Наверху, в столовой, разгар праздничной беготни. От стены до стены расставлен стол под ослепительно белой пасхальной скатертью. Посреди немого сияния бросаются в глаза красные бокалы. Блестят начищенные подсвечники. Вытянулись и будто трепещут длинные белые свечи, еще не зажженные. Даже на потолке яркие блики от цепочек люстры.
Горки мацы накрыты салфетками, как молитвенными платочками. На стульях нежатся пухлые белые подушечки. Золотые буквы пылают на роскошном переплете "Агады". [Пасхальная Агада - иллюстрированная книга, в которой изложена последовательность совершения седера, пасхальной трапезы с молитвами, благословениями, пением псалмов и др]
Первой входит празднично наряженная мама. Лицо ее лучится радостью. Высокая прическа прибавляет ей роста. Широкое, длинное, все в кружевах и пуговках платье скользит по полу и издает на ходу заполняющий тишину внятный шелест. Мама подходит к свечам, зажигает их, простирает сомкнутые кольцом руки, благословляя вместе со свечами весь стол.
Разливаются свет и жар, - кажется, семь язычков огня разожгли сотни невидимых свечей, и они смягчают холодную белизну скатерти.
Такие же свечи вспыхивают в окнах соседей, через двор. Живые золотые нити тянутся друг к другу во мраке.
У нас свечи расставлены по одной вдоль накрытого стола. Но еще не все готово. Подносят все новые и новые блюда, не заботясь, выдержит ли стол такую тяжесть...

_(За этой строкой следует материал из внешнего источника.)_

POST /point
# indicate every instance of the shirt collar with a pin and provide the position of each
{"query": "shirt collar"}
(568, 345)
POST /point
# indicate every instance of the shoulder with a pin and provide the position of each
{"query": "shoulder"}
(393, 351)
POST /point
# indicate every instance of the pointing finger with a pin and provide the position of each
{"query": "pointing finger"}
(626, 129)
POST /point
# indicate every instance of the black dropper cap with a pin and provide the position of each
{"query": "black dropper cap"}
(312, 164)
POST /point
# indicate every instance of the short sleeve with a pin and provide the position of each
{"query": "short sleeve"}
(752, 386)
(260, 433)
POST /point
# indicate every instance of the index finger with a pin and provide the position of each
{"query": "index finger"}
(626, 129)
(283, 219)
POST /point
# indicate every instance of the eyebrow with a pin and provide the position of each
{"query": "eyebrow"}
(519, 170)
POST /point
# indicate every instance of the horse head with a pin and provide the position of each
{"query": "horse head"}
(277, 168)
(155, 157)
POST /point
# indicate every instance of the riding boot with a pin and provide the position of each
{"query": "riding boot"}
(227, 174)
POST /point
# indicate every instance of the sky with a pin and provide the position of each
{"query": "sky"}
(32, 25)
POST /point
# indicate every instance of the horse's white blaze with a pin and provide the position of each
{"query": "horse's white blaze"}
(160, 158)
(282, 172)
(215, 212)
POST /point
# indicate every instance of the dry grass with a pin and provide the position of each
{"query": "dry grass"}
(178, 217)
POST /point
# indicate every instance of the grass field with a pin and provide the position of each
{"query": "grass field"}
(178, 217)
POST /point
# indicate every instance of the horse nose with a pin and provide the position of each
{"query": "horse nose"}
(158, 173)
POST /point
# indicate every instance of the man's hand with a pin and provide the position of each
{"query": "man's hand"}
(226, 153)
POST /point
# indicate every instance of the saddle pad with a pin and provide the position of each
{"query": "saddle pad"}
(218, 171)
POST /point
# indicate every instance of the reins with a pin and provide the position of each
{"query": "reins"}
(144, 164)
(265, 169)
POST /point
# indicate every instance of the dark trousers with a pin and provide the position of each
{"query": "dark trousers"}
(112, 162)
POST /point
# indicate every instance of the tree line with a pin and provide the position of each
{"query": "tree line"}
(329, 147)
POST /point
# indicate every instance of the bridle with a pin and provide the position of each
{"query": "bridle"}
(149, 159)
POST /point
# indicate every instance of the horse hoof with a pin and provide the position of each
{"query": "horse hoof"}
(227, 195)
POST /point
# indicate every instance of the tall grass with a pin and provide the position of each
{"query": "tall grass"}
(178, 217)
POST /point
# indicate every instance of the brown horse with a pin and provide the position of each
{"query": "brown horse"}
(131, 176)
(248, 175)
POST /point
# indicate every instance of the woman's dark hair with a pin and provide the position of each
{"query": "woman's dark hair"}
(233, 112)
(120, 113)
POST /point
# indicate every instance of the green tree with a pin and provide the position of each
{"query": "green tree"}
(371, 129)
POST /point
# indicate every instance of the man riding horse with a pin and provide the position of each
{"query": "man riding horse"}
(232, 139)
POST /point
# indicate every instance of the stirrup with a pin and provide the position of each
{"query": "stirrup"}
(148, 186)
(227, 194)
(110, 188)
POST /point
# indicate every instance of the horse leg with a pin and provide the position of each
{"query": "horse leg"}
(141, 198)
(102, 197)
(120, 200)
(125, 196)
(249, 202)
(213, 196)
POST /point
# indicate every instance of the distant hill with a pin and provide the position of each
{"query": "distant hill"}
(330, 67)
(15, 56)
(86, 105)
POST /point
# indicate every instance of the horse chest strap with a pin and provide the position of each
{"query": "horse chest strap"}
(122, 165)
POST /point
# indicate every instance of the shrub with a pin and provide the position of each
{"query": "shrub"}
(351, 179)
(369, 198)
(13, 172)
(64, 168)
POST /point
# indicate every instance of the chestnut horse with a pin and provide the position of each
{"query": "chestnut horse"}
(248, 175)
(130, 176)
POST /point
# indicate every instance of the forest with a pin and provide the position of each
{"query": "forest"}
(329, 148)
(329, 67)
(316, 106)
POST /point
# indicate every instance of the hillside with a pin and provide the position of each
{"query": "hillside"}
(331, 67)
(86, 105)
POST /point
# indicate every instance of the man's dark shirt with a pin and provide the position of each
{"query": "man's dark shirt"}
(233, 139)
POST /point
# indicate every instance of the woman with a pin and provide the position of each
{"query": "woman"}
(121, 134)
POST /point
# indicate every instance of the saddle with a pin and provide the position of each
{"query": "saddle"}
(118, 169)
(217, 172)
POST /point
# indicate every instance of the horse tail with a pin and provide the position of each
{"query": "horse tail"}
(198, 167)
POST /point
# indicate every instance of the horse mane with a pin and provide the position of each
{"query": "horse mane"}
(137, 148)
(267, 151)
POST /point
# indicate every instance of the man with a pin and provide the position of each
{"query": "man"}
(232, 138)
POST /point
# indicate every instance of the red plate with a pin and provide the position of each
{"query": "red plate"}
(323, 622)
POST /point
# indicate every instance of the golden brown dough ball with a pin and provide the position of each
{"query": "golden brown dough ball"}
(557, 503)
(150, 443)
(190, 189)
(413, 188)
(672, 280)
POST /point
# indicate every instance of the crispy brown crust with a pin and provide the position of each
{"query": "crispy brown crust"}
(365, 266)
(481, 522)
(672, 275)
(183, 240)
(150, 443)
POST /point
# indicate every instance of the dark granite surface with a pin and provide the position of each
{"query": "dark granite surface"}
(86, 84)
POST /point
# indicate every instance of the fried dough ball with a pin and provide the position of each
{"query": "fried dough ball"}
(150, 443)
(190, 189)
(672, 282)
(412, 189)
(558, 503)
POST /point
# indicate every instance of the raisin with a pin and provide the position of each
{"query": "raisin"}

- Хая, ты почистила яйца? А где соленая вода?
Мама снует у громадного стола, пытаясь оглядеть его целиком. Всего ли хватает? Что еще добавить?
- Дай-ка еще одну подушечку! Я совсем забыла... будет еще один гость. Смени чехлы.
Белые подушечки выстроились в шеренгу. Стулья стоят пузатые, будто беременные.
- Мама, кто придет? Сколько нас будет за седером?
- Зачем считать, особенно в такой праздник.
- Тише!.. Уже вернулись из синагоги.
Слышен чей-то голос. Входит первый гость.
- С праздником!
- С праздником! Добро пожаловать!
- Это ваши мальчики? Уже прошли бар мицву?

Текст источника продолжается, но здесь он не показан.